Leer másHay hilos invisibles que nos unen a ciertos lugares antes siquiera de respirar. Aileen Carter lo supo desde que abrió los ojos por primera vez... aunque tardaría años en comprenderlo.
La tarde que Aileen Carter nació, el cielo de Seattle estaba cubierto por nubes suaves y grises, como si el mundo entero contuviera el aliento, lloviznaba levemente, y en la sala de partos, el reloj marcaba las 4:07 p.m. cuando su llanto rompió el silencio. Tenía los ojos muy abiertos, el cabello oscuro como la tinta y las manos apretadas en pequeños puños, cinco minutos después, nació Gabriel, su mellizo. A diferencia de ella, Gabriel no lloró de inmediato, su respiración llegó lenta, serena, como si supiera que su hermana ya había allanado el camino.
Fueron dos niños muy deseados, Antoni Carter, su padre, no dejaba de mirar a los pequeños con asombro; un hombre de negocios exitoso que se dedicaba al rubro inmobiliario en Washington, acostumbrado a firmar contratos y vender sueños. Pero nada, ni el mejor trato de su carrera, le había provocado ese temblor en el pecho como ver a sus hijos por primera vez. Rebeca, su madre, era gerente de una reconocida tienda de diseño y decoración, perfeccionista, elegante y decidida,había planeado cada detalle del nacimiento y, sin embargo, no pudo evitar derramar lágrimas cuando los sostuvo por primera vez.

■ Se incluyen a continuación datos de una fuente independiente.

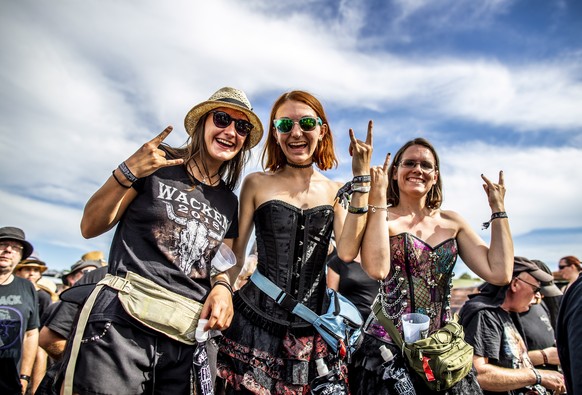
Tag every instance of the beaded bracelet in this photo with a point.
(127, 173)
(376, 208)
(499, 214)
(357, 210)
(364, 178)
(224, 284)
(119, 182)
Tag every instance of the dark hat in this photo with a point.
(521, 264)
(549, 289)
(230, 98)
(17, 234)
(32, 261)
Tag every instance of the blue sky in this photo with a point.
(494, 84)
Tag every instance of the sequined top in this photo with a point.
(420, 281)
(292, 246)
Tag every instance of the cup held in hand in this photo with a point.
(415, 326)
(223, 260)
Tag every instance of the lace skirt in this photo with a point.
(366, 368)
(254, 360)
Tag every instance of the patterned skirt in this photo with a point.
(256, 361)
(367, 368)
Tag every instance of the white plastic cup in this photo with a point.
(224, 259)
(415, 326)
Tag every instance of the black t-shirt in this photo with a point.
(60, 315)
(493, 334)
(355, 284)
(171, 231)
(18, 314)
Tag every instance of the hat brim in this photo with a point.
(551, 290)
(27, 248)
(77, 294)
(42, 268)
(194, 115)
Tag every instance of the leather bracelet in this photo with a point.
(127, 173)
(364, 178)
(224, 284)
(538, 376)
(499, 214)
(119, 182)
(357, 210)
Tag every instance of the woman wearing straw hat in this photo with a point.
(173, 208)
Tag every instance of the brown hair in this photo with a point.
(434, 197)
(324, 157)
(230, 171)
(572, 261)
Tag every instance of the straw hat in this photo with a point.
(230, 98)
(16, 234)
(32, 261)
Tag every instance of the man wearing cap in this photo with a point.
(19, 320)
(503, 363)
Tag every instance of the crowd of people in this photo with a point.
(129, 325)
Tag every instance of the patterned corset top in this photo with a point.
(420, 281)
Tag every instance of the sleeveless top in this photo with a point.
(420, 281)
(292, 245)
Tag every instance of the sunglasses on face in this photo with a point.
(306, 124)
(222, 120)
(13, 245)
(536, 288)
(411, 164)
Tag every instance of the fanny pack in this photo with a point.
(340, 327)
(149, 303)
(442, 359)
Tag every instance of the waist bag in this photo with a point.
(441, 360)
(149, 303)
(340, 326)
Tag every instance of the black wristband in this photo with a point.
(538, 377)
(224, 284)
(499, 214)
(119, 182)
(127, 173)
(357, 210)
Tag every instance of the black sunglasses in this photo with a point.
(222, 120)
(307, 124)
(535, 288)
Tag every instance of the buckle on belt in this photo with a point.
(120, 284)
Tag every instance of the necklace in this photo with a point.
(296, 166)
(205, 179)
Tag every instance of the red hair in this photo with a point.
(324, 157)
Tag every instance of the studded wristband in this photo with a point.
(127, 173)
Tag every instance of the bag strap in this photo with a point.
(81, 324)
(387, 322)
(282, 298)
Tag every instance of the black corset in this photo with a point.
(292, 247)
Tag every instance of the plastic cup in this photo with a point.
(415, 326)
(224, 259)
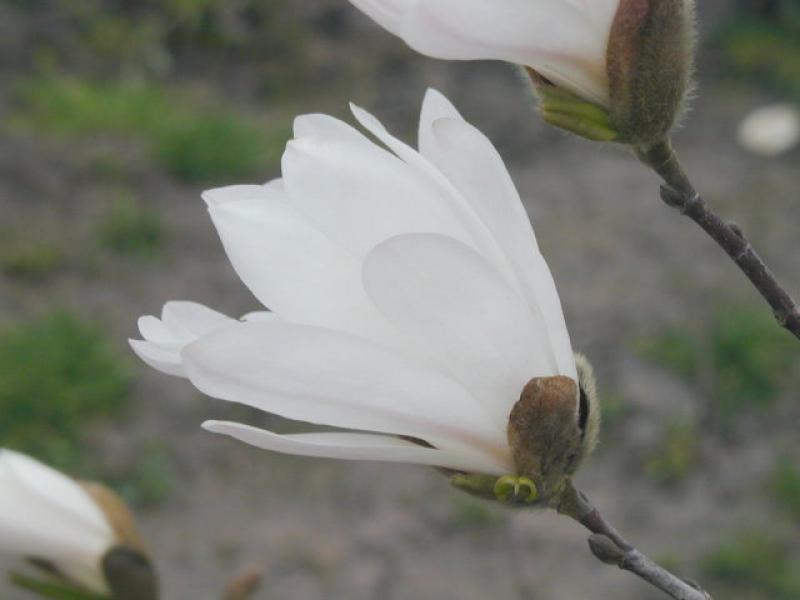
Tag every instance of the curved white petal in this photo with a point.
(181, 324)
(357, 446)
(564, 40)
(461, 211)
(359, 195)
(449, 295)
(47, 515)
(330, 378)
(473, 165)
(435, 106)
(289, 265)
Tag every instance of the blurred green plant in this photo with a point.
(217, 147)
(675, 455)
(191, 139)
(754, 566)
(751, 358)
(742, 360)
(470, 512)
(130, 229)
(31, 260)
(147, 482)
(675, 349)
(785, 486)
(764, 48)
(57, 375)
(148, 37)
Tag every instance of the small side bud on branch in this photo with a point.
(604, 548)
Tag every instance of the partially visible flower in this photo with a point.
(411, 306)
(770, 130)
(67, 528)
(606, 69)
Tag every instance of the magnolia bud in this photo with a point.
(648, 66)
(649, 63)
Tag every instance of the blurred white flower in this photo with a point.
(47, 516)
(410, 298)
(565, 41)
(770, 130)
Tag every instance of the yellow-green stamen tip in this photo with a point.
(510, 488)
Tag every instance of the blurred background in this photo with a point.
(116, 114)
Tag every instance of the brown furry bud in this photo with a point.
(650, 56)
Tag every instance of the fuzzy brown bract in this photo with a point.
(650, 60)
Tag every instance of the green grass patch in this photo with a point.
(31, 260)
(57, 375)
(751, 358)
(193, 140)
(765, 51)
(675, 349)
(675, 455)
(741, 360)
(471, 512)
(149, 481)
(785, 486)
(754, 566)
(130, 229)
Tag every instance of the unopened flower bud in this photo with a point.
(650, 56)
(80, 537)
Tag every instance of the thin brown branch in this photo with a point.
(608, 545)
(680, 194)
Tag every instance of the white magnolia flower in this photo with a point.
(631, 60)
(47, 516)
(565, 41)
(410, 302)
(770, 130)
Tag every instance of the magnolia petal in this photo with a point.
(563, 40)
(289, 265)
(435, 106)
(330, 378)
(161, 359)
(357, 446)
(361, 195)
(190, 319)
(472, 163)
(181, 324)
(449, 295)
(480, 237)
(45, 514)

Los primeros años de Aileen y Gabriel fueron de absoluta armonía, crecieron en una casa amplia con ventanales enormes, donde la luz del sol entraba cada mañana y donde las carcajadas de ambos niños rebotaban contra las paredes como campanas de felicidad. Dormían en cunas separadas, pero más de una vez Antoni o Rebeca los encontraba en la misma, acurrucados el uno contra el otro, como si el mundo fuera demasiado grande y solo ellos dos supieran cómo enfrentarlo.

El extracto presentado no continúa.